Militant group Hezbollah has said it has fired 200 rockets into Israel in one of its largest barrages yet.
The Iran-backed organisation claimed it launched the attack on ten Israeli military sites using a “squadron of drones”.
Tensions have been boiling around the border between Israel and Lebanon in recent weeks.
The Israeli military said that “numerous projectiles and suspicious aerial targets” had entered its territory, many of which it said were intercepted.
Israel’s ambulance service said there were no casualties reported.
The barrage of rockets is believed to be in retaliation for a strike that killed one of Hezbollah’s senior commanders.
Read more: Furious fighting between Israel and Lebanon is ratcheting up risk of all-out war
Israel’s military acknowledged on Wednesday that it had killed Mohammad Naameh Nasser, who headed one of Hezbollah’s three regional divisions in southern Lebanon, a day earlier.
Mr Nasser, killed by an airstrike near the city of Tyre in southern Lebanon, was one of the most senior Hezbollah commanders to die in the conflict.
Hours after Israel’s acknowledgement of his death, Hezbollah launched scores of Katyusha rockets and Falaq rockets with heavy warheads into northern Israel and the occupied Syrian Golan Heights.
The US and France are continuing to scramble to prevent the skirmishes from spiraling into an all-out war, which they fear could spillover across the Arab world.
The tensions between Israel and Lebanon erupted shortly after the outbreak of the war in Gaza. Hezbollah says it is striking Israel in solidarity with Hamas, another Iran-allied group.
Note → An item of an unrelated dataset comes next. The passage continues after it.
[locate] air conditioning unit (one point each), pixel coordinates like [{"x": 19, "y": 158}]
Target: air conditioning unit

The fighting has displaced tens of thousands of people on both sides of the border. In northern Israel, 16 soldiers and 11 civilians have been killed.
In Lebanon, more than 450 people – mostly fighters but also dozens of civilians – have been killed.
Today’s strike comes as Israel’s cabinet is set to reconvene to discuss Hamas’ latest response to a US-backed proposal for a phased ceasefire in Gaza.
The US has rallied world support behind the plan that would see the release of all of the hostages still held by the militant group in return for a lasting truce and the withdrawal of Israeli forces from Gaza. But until now, neither side appears to have fully embraced it.